When 2017 Houghton College graduate Daniel Bellerose went to Tanzania for a semester, he was intrigued by how people of various religious beliefs were able to come together to form one community.
His thoughts on such unity, titled “Doing ‘God’s Work’ in Tanzania,” were recently published by The Interfaith Observer, a monthly digital journal that explores interfaith movements. The article recalls his experiences with people of Christian, Muslim, and pagan faiths and their opinions of one another.
Bellerose sought to “bring people together… to unite Christians, Muslims, and pagans in Tanzania while working to improve their lives communally.” Growing up in with a Western academic and cultural background, Bellerose expected to find animosity between the different faiths; to his surprise, however, he saw that people in Tanzania observed few if any differences between him or herself and a neighbor of another faith. “The example of Tanzania, and the wonderful people living there, is an inspiration for those of us in the development world,” Bellerose concludes.
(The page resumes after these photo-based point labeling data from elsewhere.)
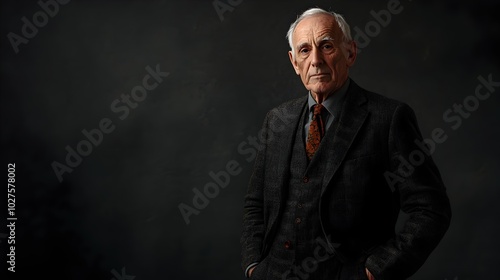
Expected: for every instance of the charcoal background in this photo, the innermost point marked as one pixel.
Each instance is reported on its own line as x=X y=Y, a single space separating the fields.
x=119 y=207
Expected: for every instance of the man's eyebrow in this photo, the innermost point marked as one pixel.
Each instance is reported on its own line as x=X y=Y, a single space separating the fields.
x=326 y=38
x=301 y=45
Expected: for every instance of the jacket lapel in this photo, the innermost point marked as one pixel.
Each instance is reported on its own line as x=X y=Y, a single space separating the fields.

This Tanzania experience led him to start the Global Symmetry Project, an organization working to create international interfaith community by engaging in research, development and environmental community building.
Bellerose is currently employed at Eastern Mennonite University as a program assistant at EMU’s Center for Sustainable Climate Solutions, and is an advocacy corps organizer with the Friends Committee on National Legislation.